I have frequent conversations with young artists of all disciplines who are concerned about the lack of beauty and art in churches.  They are passionate about the church being a proponent for the arts in every community and serving artists in its congregation.  This is coming at it from the wrong direction.

The church is not here to serve artists.  It’s here to be served by artists. Church isn’t about me, it’s about giving glory to God with His people.

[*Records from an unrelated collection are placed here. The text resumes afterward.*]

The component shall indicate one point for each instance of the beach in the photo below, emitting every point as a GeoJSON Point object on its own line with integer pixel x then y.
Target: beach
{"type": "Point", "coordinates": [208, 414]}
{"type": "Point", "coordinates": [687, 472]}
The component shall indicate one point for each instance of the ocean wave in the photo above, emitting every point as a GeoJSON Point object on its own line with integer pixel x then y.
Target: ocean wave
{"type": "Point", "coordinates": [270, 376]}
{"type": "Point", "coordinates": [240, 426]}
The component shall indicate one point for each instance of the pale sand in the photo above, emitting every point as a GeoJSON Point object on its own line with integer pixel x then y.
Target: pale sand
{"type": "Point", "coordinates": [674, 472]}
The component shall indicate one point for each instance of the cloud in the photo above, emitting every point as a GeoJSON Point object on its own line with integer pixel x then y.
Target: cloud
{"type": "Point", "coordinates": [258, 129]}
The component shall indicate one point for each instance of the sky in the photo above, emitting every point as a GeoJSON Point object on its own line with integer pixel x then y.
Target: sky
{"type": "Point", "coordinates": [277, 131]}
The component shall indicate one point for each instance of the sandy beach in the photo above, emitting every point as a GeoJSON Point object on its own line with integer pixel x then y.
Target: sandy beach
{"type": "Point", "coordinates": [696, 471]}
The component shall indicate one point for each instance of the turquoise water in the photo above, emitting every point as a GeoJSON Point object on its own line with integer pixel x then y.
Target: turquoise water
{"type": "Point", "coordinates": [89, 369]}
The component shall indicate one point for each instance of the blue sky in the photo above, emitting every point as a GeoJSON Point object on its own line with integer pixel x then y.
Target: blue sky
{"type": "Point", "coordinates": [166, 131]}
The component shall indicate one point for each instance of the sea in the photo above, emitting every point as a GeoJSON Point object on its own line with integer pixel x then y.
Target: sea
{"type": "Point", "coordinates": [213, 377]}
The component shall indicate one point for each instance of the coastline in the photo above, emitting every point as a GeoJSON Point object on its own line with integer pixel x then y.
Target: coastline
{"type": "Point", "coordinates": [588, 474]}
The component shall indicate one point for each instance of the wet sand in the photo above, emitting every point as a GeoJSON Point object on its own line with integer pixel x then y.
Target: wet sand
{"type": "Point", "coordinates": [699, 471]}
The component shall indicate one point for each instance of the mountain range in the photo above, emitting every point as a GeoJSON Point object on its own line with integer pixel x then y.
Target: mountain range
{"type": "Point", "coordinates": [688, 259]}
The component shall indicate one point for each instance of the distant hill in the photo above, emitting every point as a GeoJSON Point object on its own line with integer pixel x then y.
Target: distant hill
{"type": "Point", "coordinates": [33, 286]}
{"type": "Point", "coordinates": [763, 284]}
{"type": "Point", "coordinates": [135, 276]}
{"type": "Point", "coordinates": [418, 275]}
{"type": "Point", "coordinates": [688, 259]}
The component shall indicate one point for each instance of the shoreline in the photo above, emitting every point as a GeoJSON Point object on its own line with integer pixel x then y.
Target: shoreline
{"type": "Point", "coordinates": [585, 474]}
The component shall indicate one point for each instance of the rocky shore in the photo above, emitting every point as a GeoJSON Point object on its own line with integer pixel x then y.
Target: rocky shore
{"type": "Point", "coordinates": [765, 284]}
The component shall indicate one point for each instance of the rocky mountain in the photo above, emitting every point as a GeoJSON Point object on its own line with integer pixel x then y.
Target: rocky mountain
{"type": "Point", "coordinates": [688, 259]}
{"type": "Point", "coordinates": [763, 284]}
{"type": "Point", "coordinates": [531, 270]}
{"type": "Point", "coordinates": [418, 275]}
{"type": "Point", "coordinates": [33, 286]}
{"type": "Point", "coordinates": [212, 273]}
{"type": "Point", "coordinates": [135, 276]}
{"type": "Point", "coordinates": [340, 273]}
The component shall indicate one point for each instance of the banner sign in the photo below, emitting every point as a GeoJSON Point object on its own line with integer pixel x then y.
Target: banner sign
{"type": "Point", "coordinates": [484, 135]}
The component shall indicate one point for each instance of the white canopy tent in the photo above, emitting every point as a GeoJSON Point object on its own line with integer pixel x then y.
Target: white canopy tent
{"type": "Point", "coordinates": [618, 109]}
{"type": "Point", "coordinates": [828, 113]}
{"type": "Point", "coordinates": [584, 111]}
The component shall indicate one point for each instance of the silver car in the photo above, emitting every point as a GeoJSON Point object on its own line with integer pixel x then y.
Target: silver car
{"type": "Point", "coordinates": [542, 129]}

Being a part of the church is about being nourished by His Word, His sacraments, prayer, fellowship, discipline, etc.  It’s about loving those around me more than my own creative voice.  And it’s about using my creative voice to participate in all of those things.

Churches:

Don’t be afraid of where artists will go with the truth of God’s Word.  Press into relationship with them that will guide and form conclusions.  Make space for them to find mentors in the arts and in your congregation.  Reference and respect art in your sermons and liturgy.  Use their art for mutual edification in your services, and to stretch your church.  Encourage your congregation to support their work outside of the church.  Create opportunities to reach out to your community through your artists. This will be a key outreach for communicating Christ in the coming days, because it can be both loving and honest, declamatory and conversational.

Artists:

Take a chill pill.  Turn from trumpeting your temperament to submitting it to the service of the body. Get over your ambition to be heard and ask your leaders what you can do to augment worship.  Adjust your expectations by serving in small ways – even and especially ways that are outside of your comfort zone.  Encourage and applaud other people’s contributions to the life of the body – especially when they are different then your own.  Exercise patience, charity, and respect toward leadership and congregation alike.  Learn to live in love, and to let yourself be loved.